But it was the agreement struck Monday by Kurdistan regional President Massoud Barzani and representatives of the main Sunni Arab Iraqi Accordance Front that opened the way for a new broad-based government. It also drew the ire of minority parties and secular groups.

“They will be part of a future government,” said Foreign Minister Hoshyar Zebari, a Kurd who sat in on the meetings.

Sunni Arabs and secular parties, such as the one headed by Shiite former Prime Minister Ayad Allawi, have complained the elections were tainted by fraud and intimidation. They have demanded a new vote in some provinces, including Baghdad.

With the agreement, the Accordance Front seems to have broken a pact to only discuss those complaints during their meetings with the Kurds. Opposition groups are waiting for a team of international monitors — which came to Baghdad on Monday — to assess the elections and examine the complaints, which number about 1,500. The U.N. has called the vote credible.

“We were shocked today when we heard that our brothers, who signed agreements with us yesterday to discuss just the fraudulent elections with the Kurdish leaders, instead were discussing forming a national unity government,” Saleh al-Mutlaq, head of the Sunni Arab National Dialogue Front, told The Associated Press.

Accordance Front leaders Adnan al-Dulaimi and Tarek al-Hashimi discussed the shape of a future government with Barzani in Irbil, which in recent days has become a pilgrimage site for southern politicians. The leader of the Shiite religious bloc, Abdul Aziz al-Hakim, visited last week.

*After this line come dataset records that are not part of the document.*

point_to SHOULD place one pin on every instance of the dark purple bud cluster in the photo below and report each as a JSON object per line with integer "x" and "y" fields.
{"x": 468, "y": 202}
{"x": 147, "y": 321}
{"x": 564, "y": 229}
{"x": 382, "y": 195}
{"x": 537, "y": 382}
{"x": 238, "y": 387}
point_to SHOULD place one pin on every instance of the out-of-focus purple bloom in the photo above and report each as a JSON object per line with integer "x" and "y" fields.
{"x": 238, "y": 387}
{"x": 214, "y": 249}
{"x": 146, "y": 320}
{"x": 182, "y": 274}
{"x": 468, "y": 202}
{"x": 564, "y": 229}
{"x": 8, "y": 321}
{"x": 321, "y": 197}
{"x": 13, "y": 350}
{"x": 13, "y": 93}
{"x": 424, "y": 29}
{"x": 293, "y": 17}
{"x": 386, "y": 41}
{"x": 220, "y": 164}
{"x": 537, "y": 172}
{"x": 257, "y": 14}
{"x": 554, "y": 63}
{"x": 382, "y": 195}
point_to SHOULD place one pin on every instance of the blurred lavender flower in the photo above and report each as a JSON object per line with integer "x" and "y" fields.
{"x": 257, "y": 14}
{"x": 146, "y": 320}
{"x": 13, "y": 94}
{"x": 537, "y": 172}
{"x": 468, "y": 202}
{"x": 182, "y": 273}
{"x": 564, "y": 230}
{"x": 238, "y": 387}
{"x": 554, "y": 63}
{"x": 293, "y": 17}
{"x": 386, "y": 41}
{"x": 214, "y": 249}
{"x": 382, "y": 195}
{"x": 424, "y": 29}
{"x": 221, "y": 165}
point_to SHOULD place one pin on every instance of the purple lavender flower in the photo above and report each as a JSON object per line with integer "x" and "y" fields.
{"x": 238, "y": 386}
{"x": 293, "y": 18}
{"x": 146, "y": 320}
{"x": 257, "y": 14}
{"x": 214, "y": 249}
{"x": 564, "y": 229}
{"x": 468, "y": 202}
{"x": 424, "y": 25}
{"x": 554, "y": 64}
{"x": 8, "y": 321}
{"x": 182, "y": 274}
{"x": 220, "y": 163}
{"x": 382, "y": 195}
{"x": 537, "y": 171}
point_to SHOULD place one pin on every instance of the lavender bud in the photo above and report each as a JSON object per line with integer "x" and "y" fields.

“We pray to God to help so that this country may get out of this trial and that it regain stability, security and peace,” said al-Hashimi, who also leads the Iraqi Islamic Party. “These meetings represent important steps in the right direction.”

Al-Dulaimi added that “there is an agreement to form a balanced Iraqi government by consensus and cooperation and away from any sectarian affairs.”